Bobcat Bite restaurant closes as owners put it up for sale

Jan. 21—Bobcat Bite restaurant on Old Las Vegas Highway permanently closed Sunday, less than six months after Texans Jimmy and Jennifer Day reopened the fabled eatery.

The Days had intended to restore Bobcat Bite — which closed in 2013 and was dormant until the Days revived it — as a Santa Fe landmark and potentially even expand the brand to other states.

But a December 2020 brain injury suffered by their son, plus the coronavirus pandemic, upended the family's Santa Fe ambitions. The Days never reopened their downtown restaurants Bouche Bistro, Trattoria a Mano and Lucky Goat after the initial March 2020 lockdown.

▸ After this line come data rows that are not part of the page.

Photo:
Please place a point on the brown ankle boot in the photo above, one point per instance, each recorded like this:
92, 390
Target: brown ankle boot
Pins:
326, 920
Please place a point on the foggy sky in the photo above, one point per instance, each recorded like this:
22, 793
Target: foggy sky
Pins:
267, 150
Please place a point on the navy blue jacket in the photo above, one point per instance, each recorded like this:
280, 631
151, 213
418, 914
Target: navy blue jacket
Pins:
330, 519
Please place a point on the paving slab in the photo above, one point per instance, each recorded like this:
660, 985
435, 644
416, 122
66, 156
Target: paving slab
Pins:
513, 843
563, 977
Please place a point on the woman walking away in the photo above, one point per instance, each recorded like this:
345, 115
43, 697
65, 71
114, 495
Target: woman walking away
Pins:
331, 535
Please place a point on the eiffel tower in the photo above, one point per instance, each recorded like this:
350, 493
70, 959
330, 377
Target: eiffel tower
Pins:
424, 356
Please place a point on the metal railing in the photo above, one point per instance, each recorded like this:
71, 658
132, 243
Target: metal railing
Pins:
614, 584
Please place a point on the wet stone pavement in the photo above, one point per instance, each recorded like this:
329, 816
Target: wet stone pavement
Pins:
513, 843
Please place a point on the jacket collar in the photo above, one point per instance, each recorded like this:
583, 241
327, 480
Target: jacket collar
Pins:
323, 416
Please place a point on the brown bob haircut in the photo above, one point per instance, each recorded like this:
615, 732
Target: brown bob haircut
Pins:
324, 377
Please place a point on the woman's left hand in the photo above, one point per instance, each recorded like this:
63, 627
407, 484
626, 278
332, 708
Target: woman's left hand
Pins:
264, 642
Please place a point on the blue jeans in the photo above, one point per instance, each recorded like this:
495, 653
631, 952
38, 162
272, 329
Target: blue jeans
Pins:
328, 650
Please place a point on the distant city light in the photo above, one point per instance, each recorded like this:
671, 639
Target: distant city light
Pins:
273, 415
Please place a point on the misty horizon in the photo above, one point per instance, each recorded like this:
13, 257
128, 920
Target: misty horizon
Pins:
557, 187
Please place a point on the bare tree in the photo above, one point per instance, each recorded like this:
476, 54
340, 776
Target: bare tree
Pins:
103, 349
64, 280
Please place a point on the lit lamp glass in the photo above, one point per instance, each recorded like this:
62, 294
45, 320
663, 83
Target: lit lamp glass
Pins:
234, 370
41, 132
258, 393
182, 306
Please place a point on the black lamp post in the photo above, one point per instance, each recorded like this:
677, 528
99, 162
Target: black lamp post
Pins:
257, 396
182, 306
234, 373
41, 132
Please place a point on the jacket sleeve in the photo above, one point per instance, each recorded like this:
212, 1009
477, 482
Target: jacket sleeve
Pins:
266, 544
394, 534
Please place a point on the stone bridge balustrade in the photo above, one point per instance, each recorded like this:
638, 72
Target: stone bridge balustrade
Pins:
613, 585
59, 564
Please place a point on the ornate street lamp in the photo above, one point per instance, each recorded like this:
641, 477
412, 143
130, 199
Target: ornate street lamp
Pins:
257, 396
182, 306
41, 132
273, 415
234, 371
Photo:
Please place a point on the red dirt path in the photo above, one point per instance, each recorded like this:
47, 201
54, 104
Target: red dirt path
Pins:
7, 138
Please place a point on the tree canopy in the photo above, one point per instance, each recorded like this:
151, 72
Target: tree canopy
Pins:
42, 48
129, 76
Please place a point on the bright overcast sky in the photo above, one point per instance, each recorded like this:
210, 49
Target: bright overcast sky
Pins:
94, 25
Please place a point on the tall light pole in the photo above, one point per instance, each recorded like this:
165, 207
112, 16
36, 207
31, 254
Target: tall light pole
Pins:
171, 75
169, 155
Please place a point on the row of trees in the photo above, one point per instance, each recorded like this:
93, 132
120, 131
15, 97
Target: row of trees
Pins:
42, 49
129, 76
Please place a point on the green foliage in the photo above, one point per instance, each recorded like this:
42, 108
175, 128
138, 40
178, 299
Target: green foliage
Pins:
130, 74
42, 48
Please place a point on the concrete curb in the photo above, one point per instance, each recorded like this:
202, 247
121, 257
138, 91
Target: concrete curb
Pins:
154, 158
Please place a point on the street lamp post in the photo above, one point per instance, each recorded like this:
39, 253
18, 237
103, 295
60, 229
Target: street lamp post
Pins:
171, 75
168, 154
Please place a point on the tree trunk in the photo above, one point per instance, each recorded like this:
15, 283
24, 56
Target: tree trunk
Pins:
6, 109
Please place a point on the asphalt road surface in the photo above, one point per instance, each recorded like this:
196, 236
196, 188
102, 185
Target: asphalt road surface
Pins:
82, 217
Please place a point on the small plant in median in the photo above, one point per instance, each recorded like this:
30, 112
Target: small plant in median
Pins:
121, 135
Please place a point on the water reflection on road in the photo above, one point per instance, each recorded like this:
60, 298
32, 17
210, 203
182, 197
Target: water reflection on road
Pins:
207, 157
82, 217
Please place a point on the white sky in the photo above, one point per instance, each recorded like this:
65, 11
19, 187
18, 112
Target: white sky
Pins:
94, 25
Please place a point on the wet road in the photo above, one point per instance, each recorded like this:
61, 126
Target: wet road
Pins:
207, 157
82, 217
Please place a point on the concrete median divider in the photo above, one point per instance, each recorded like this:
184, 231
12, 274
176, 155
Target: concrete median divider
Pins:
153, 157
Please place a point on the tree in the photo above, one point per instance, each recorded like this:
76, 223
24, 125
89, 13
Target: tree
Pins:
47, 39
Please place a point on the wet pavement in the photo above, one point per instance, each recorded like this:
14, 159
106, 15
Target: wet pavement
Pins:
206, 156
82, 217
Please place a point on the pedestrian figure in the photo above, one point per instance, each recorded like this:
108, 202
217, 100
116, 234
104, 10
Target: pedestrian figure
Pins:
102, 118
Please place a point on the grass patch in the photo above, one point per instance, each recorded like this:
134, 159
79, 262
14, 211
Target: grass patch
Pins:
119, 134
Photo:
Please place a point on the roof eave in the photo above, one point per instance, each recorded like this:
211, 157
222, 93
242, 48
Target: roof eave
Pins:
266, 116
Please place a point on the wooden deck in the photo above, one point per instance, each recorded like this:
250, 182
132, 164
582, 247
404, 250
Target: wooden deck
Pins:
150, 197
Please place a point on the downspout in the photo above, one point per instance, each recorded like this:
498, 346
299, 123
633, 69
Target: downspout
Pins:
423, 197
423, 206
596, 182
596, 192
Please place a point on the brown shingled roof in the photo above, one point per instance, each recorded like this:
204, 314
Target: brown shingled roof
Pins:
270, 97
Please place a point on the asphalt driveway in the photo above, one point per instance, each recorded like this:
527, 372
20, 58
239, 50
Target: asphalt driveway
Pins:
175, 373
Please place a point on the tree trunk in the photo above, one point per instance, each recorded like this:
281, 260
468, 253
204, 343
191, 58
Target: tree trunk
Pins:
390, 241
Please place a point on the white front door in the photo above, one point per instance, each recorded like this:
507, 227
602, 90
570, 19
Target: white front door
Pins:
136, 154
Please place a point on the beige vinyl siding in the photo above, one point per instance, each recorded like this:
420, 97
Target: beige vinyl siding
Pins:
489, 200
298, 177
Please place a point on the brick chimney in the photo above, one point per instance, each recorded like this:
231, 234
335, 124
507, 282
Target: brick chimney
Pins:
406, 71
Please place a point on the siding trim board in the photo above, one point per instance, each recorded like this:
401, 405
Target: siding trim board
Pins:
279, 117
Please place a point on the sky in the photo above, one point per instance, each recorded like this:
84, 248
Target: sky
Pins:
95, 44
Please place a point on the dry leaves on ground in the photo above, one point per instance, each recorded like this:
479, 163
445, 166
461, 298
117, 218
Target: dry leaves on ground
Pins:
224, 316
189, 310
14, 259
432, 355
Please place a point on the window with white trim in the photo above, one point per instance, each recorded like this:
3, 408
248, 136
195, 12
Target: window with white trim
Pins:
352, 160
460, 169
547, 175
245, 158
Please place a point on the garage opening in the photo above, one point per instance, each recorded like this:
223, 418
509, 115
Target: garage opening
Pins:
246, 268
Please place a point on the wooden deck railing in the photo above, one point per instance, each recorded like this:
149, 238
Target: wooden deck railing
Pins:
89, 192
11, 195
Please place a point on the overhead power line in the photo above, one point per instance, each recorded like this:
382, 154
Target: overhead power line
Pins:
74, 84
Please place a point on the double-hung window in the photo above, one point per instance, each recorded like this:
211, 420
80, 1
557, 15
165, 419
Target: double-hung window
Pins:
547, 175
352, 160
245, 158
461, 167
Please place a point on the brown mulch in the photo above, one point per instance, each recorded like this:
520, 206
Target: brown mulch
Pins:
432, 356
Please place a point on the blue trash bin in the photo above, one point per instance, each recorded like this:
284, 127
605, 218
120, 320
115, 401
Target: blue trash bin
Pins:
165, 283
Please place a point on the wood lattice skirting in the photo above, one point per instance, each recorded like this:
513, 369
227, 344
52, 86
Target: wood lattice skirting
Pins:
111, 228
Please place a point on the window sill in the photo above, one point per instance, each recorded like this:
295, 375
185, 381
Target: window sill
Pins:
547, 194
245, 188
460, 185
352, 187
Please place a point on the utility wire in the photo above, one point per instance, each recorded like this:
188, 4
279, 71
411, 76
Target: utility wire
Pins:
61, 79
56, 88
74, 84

"We are permanently closed," Jennifer Day said in a phone interview. "We didn't tell the employees until [Wednesday]."

Bobcat Bite was normally closed Monday and Tuesday.

The Days pushed ahead as absentee owners to finish and open Bobcat Bite on Aug. 4, leaving day-to-day operations and the overall vision of the brand to Greg Carey, who served as vice president of restaurant operations at NM Fine Dining, the company the Days established to own all their Santa Fe restaurants.

"The major theme I would like to say is: Jimmy and Jennifer Day are out of the restaurant business," Jennifer Day said. "They are helping their son with rehabilitation and recovery. It's hard to run a restaurant when you aren't hands-on. We are working with our son. He takes precedence over everything. Our main goal is to help him walk."

The Days' primary home is in San Antonio, Texas, and their son was a high school senior when the injury occurred.

They acquired the Bobcat Bite property and surrounding 98 acres in 2017, days after it was listed by the Panzer family, which opened Bobcat Bite in 1953. That same year, the Days launched their movable feast of eateries, with six restaurants opening and closing depending on local and global circumstances.

"We're out of everything," Jennifer Day said. "It was fun. We had some great restaurants. It's more important to take care of family than take care of other stuff."

The Days kept Bobcat Bite's original dining room with a low viga ceiling but added another dining room, an outdoor patio and a takeout window.

The Days lived in Santa Fe for 20 years, assembling a three-home property on Camino de Cruz Blanca, near St. John's College. They put two houses on the market in June. A 3,959-square-foot, three-bedroom house has sold and the 6,743-square-foot, six-bedroom house they lived in for 14 years remains on the market for $3.995 million.

They owned the Bouche Bistro and Lucky Goat properties, which they sold to the owners of Mille and La Tour Experience, respectively, both French restaurants opening in the past month. They still hold the lease for Trattoria a Mano, which is for sale, along with all the restaurant equipment, for $95,000, said Michael Greene, president of Santa Fe business brokerage Sam Goldenberg & Associates.

Greene on Wednesday also took on the 3.5-acre Bobcat Bite property and business, which will be for sale for $95,000 or lease, he said.

"It's an opportunity to get into a restaurant," Greene said. "What I think will happen with Bobcat is, somebody will lease it. I think I can lease it with the equipment and the name."

Jennifer Day said she wants to sell another roughly 12 acres at Bobcat Bite with a house and hacienda. The Days plan to hold on to 80 undeveloped acres.